Busan, Gyeongsannam-do (South Gyeongsan Province):
Tongrae Halmae Pajun, famous for its green onion pancake, though what I was really impressed by was a seafood dish, tiny sea squirt-like seafood mixed with beansprouts, fiddlehead ferns, bellflower roots, and other vegetables in a nutty, sesame-based porridge, called godongjjim. Incredibly flavorful and delicious. Also a good place to try chueotang, a stew made from the loach fish, a tiny eel-like fish. 051-552-0791.
Gyeongsanbuk-do (North Gyeongsan Province)
Samgwanghoe, the best steamed crabs of my life! These are king crabs caught off the eastern coast of Korea, and even hard to find in Seoul, especially for the prices you can pay there. Incredibly sweet and succulent, a joy to eat even for someone like me who normally finds crab more trouble than it’s worth. Gyeongbok, Youngdukgun, Chuksanmyeon, Chuksan-1. 054-733-2121. The coast is also just worth a drive.
Unyang Traditional Bulgogi, serving, you guessed it, Unyang-style bulgogi. The sirloin (I think) is chopped fine, seasoned and shaped into a flat patty, like a giant hamburger, and grilled between two grills over wood charcoals. I don’t really love bulgogi, but a very superior version. Also serves a tasty non-seasoned galbi, or short ribs for grilling as well. In the town of Unyang, 052-262-0940.

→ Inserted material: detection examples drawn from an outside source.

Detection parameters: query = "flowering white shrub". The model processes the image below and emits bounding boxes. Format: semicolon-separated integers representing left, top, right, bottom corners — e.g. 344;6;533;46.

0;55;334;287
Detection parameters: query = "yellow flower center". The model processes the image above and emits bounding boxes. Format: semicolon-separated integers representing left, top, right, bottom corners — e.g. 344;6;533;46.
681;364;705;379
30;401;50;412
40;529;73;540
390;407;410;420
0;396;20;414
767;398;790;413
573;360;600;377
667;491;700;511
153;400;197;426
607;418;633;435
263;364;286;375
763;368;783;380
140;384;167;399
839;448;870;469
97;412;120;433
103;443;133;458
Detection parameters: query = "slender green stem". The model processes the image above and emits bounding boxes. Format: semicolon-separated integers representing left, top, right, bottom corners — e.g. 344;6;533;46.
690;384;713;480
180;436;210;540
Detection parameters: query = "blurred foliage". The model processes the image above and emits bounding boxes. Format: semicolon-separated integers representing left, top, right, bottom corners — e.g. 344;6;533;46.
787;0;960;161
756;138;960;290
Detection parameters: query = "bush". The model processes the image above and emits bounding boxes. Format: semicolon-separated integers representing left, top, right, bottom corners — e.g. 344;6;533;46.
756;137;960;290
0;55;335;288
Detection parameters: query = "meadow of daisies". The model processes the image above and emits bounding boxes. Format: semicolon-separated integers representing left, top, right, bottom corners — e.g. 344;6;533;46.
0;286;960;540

Gyeongju Whunjo Kongguk, www.gjsoybeansoup.com, serving soybean soup and noodles in soybean soup. Sort of an unusual taste, maybe, for someone who’s not Korean. Soybean soup is light, creamy, and faintly nutty. You usually add a little salt to make the sweetness bloom. This place serves 3 kinds of warm soybean soup that are outrageously good, at least to me, filled with sticky rice cakes, sesame or perilla seeds, and a bit of honey or brown sugar. 054-743-9644.
Gangwon-do (Gangwon Province)
Bongpyeong, a little town devoted to buckwheat—buckwheat noodles (makguksu), buckwheat crepes (memil bongpyeon), and buckwheat jelly tossed with buckwheat sprouts (memilmuk-ssak-muchim). We ate at a restaurant called Migayoun (www.migayoun.com), and the food was had a very clean, wholesome, and completely delicious flavor. But you have to like sesame seeds and sesame oil. 033-335-8805/6.
Chuncheon is famous for dakgalbi, spicy chicken with sweet potatoes cooked on a giant griddle on your table. They’re all over the city, but we ate at Oosung Dakgalbi, 033-262-0043. A lot of fun, the kind of food to eat with a crowd and bottles of booze.
Chodang Sundubu, Gangneung, a city by the sea. There’s a little row of restaurants that all serve this dish, and I think they’re more or less the same. The sundubu is made with the local seawater, so it has a wonderfully slight but salty flavor. A very clean, straightforward dish, well-worth trying. 033-644-3516.